Vano Axelion Abraham
Pagi itu, kampus terasa hidup dengan keramaian khas mahasiswa yang bergegas menuju kelas atau berkumpul di kantin. Di bawah pohon rindang di taman fakultas, Naya duduk sambil membuka laptopnya, mencari bahan untuk tugas mingguan. Pemandangan ini adalah rutinitas yang menenangkan baginya; suasana pagi di kampus dengan udara segar yang membawa semangat baru selalu membuatnya merasa siap menghadapi hari.
Di sekelilingnya, beberapa teman sekelasnya berkumpul sambil bercanda dan menukar cerita soal dosen favorit atau ujian yang akan datang. Naya tersenyum kecil mendengarnya, teringat bagaimana minggu lalu ia dan teman-temannya terjebak dalam diskusi panjang tentang kasus perdata yang tampaknya sederhana tapi ternyata penuh jebakan. Di fakultas hukum, obrolan mereka selalu terasa seperti latihan sebelum memasuki ruang sidang sungguhan.

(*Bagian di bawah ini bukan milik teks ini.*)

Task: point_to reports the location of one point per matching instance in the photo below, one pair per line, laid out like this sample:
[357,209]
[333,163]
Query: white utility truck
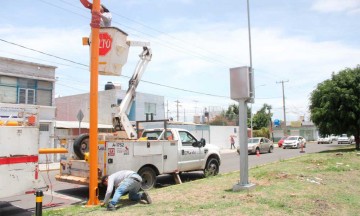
[149,156]
[19,150]
[153,154]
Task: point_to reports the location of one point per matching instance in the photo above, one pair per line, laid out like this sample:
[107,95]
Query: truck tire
[212,167]
[81,146]
[148,176]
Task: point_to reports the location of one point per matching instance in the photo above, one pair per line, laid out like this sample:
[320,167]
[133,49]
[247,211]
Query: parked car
[294,142]
[323,140]
[344,139]
[281,141]
[333,137]
[261,144]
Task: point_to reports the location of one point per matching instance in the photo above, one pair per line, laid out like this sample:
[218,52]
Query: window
[150,108]
[44,93]
[26,96]
[44,127]
[25,91]
[8,89]
[186,138]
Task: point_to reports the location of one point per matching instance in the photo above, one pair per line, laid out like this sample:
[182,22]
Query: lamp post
[271,133]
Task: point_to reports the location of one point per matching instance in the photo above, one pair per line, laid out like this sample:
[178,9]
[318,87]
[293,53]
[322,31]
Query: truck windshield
[151,135]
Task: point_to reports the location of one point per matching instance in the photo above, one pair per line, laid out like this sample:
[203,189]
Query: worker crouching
[125,181]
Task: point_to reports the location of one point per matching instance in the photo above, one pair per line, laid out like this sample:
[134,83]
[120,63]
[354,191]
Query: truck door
[189,155]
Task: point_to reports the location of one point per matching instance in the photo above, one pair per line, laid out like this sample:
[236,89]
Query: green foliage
[335,104]
[263,132]
[220,120]
[262,117]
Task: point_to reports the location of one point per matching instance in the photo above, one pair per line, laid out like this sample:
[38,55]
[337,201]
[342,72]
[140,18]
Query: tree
[335,104]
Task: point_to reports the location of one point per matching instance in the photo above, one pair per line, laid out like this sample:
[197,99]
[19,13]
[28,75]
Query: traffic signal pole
[93,136]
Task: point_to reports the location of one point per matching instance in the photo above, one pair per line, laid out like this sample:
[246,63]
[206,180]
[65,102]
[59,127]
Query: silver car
[260,144]
[294,142]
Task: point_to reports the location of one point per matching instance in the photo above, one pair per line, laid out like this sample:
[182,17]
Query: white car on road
[294,142]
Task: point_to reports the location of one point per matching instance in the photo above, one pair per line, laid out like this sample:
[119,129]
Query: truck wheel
[212,167]
[81,146]
[149,178]
[271,149]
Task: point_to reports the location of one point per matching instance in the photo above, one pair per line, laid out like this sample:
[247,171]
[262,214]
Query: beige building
[33,85]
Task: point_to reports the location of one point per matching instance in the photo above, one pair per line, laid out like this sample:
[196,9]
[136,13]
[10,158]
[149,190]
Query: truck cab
[193,154]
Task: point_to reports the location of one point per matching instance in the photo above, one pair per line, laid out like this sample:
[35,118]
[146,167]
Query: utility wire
[162,43]
[181,89]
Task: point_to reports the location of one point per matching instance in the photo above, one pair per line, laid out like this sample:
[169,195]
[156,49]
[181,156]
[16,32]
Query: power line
[153,83]
[170,45]
[282,83]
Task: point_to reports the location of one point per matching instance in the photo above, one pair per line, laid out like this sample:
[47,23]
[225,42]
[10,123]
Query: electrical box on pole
[242,90]
[242,84]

Sementara itu, suara langkah-langkah kaki di kerumunan perlahan mendekat ke arah Naya. Adrian, sahabatnya sejak tahun pertama, muncul dengan setumpuk buku di tangan. Ia duduk di sebelah Naya, meletakkan buku-buku itu dengan hati-hati, lalu membuka satu berkas yang terlihat cukup tebal.
“Hai, lagi sibuk ngerjain tugas ya?” tanyanya dengan nada santai.
Naya menatap Adrian sambil tersenyum. “Ya, ini tugas minggu depan. Lumayan ribet, jadi mending mulai sekarang biar enggak keteteran,” jawabnya sambil kembali fokus pada layar laptopnya.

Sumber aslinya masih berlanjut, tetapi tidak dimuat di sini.